Lamezia Terme - Vigor Lamezia da sola in testa a punteggio pieno. I biancoverdi espugnano col più classico dei risultati anche il glorioso “Pino Zaccheria” di Foggia e guardano tutti dall’alto in basso dopo i primi 270’ di campionato. Una Vigor cinica nel colpire al momento giusto e che ha saputo stringere i denti, e soffrire, quando nella prima metà della ripresa, i satanelli si sono riversati rabbiosamente dalle parti di Rosti, prodigioso in un paio d’interventi.
Per ritrovare un inizio di stagione così positivo, bisogna tornare al campionato 2009-10 di serie D, con i lametini allora capaci di battere Sapri, Trapani e Castrovillari sempre nelle prime tre giornate. All’ingresso in campo delle squadre, bel gesto degli ultras foggiani che in curva issano lo striscione “Vicini alle vittime di Lamezia Terme”. La Vigor schiera lo stesso undici che ha battuto il Chieti per un’età media, escluso ovviamente Mangiapane, di 24 anni esatti, contro i 25,9 dei pugliesi. La prima conclusione della gara è vigorina, con Zampaglione che non centra la porta.
Passano altri 7’ e l’ex punta dell’Hinterreggio spreca una buona chance. Erroraccio di D'Angelo, che liscia il pallone, ne approfitta Zampaglione che si presenta davanti a Micale, ma poi calcia debolmente. In campo si vede una buona Vigor. Al 21' bello spunto di Mangiapane dalla destra, cross al centro per Del Sante il cui stacco non inquadra di poco lo specchio. Il Foggia si fa vedere in avanti solo alla mezzora, ma è pericolosissimo.
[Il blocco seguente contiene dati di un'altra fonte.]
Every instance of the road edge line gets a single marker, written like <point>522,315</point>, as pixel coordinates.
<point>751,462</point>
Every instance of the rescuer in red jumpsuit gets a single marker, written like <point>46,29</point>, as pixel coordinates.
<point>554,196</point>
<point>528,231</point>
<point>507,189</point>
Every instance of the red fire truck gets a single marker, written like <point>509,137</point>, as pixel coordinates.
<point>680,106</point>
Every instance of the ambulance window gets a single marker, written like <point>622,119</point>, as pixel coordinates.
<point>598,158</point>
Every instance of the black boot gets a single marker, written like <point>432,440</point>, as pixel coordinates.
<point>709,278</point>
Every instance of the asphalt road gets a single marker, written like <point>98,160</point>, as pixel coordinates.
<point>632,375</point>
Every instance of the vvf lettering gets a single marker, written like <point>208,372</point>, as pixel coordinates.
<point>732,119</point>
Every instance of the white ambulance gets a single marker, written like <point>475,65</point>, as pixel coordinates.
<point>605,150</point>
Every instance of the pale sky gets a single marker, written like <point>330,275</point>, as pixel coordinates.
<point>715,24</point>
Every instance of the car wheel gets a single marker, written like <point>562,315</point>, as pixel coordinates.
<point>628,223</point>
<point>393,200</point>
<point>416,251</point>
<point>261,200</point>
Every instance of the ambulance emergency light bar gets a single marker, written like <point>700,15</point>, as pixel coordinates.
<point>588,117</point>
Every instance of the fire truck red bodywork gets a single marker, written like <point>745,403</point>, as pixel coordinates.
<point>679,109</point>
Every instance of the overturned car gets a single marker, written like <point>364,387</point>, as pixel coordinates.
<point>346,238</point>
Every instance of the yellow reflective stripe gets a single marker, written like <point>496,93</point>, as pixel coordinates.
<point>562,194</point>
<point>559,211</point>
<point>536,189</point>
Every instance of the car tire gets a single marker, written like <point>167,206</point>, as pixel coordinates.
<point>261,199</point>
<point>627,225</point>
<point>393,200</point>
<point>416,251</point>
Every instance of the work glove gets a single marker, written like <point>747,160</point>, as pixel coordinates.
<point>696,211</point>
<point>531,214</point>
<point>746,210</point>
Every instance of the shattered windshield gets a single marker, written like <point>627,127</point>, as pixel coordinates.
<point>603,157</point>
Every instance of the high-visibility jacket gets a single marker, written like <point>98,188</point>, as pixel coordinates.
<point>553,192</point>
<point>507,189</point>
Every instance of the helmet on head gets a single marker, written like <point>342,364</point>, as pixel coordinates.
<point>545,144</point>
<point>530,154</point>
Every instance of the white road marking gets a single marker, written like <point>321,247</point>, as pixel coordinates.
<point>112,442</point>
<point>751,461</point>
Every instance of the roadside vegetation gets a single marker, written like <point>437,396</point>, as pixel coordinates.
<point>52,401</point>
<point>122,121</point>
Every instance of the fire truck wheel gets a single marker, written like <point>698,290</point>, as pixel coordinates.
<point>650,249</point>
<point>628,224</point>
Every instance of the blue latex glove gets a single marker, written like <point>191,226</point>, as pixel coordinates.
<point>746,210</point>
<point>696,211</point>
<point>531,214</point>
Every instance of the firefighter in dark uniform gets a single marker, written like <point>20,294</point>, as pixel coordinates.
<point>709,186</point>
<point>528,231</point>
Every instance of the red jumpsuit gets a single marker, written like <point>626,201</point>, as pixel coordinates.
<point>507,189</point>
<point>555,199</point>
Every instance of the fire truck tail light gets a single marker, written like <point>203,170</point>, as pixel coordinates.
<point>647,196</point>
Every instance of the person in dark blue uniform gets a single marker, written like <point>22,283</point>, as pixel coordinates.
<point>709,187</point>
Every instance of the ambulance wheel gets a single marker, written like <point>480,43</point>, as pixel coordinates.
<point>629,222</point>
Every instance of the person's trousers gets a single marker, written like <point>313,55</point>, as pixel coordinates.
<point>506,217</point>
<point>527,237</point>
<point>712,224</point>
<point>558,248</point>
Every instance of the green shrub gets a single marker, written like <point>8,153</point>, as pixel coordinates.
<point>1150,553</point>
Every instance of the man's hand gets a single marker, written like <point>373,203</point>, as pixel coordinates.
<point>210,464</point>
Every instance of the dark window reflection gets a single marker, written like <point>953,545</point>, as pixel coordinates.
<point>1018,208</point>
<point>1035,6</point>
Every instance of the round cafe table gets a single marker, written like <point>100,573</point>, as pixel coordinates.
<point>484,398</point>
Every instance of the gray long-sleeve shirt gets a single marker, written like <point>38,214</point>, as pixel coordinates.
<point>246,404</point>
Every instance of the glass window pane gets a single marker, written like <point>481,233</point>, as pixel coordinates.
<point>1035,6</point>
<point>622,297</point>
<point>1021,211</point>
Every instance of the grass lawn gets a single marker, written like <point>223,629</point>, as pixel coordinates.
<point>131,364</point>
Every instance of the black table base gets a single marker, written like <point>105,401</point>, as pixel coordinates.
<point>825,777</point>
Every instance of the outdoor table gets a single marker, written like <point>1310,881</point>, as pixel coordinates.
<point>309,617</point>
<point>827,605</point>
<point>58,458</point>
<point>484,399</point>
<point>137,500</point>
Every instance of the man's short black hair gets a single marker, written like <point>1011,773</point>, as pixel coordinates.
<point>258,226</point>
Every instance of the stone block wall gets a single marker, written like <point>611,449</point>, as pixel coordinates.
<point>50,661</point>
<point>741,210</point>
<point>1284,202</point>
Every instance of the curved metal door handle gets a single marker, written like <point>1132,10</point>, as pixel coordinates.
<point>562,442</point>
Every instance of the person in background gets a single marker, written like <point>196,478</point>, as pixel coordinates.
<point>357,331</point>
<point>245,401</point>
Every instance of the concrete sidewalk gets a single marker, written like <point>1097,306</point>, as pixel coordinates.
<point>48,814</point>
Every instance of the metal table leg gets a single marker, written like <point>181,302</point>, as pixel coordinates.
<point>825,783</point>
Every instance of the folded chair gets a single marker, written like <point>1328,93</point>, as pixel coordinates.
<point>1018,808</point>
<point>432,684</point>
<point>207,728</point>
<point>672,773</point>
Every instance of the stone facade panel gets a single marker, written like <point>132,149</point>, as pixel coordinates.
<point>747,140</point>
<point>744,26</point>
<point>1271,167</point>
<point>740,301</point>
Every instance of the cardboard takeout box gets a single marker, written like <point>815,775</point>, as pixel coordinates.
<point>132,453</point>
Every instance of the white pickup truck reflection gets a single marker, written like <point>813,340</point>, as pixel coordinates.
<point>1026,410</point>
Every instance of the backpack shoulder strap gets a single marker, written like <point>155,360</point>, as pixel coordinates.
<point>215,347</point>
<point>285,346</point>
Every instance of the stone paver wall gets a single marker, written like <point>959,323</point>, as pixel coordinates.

Su calcio di punizione di Cavallaro, l’esperto Giglio controlla sottoporta e calcia con Rosti che respinge d’istinto. Poi Filosa si fa rimpallare il nuovo tentativo di battere a rete.
Al 41' il preludio del vantaggio ospite. Bel cross di Rondinelli da destra e nuova incornata di Del Sante, palla alta di poco. Non sbaglia, l’ex Primavera della Fiorentina, poco dopo: riceve palla da Mangiapane spalle alla porta, aggira Pambianchi e trafigge Micale con un preciso diagonale. Al quarto d’ora della ripresa, Micale smanaccia corto su corner, raccoglie Malerba che al volo spedisce a lato. I rossoneri non stanno però a guardare e iniziano la propria offensiva. Lancio al bacio di Agnelli per Agostinone, pescato a tu per tu con Rosti che si oppone magistralmente. Idem al 22’ nel deviare l’inzuccata di Filosa su corner.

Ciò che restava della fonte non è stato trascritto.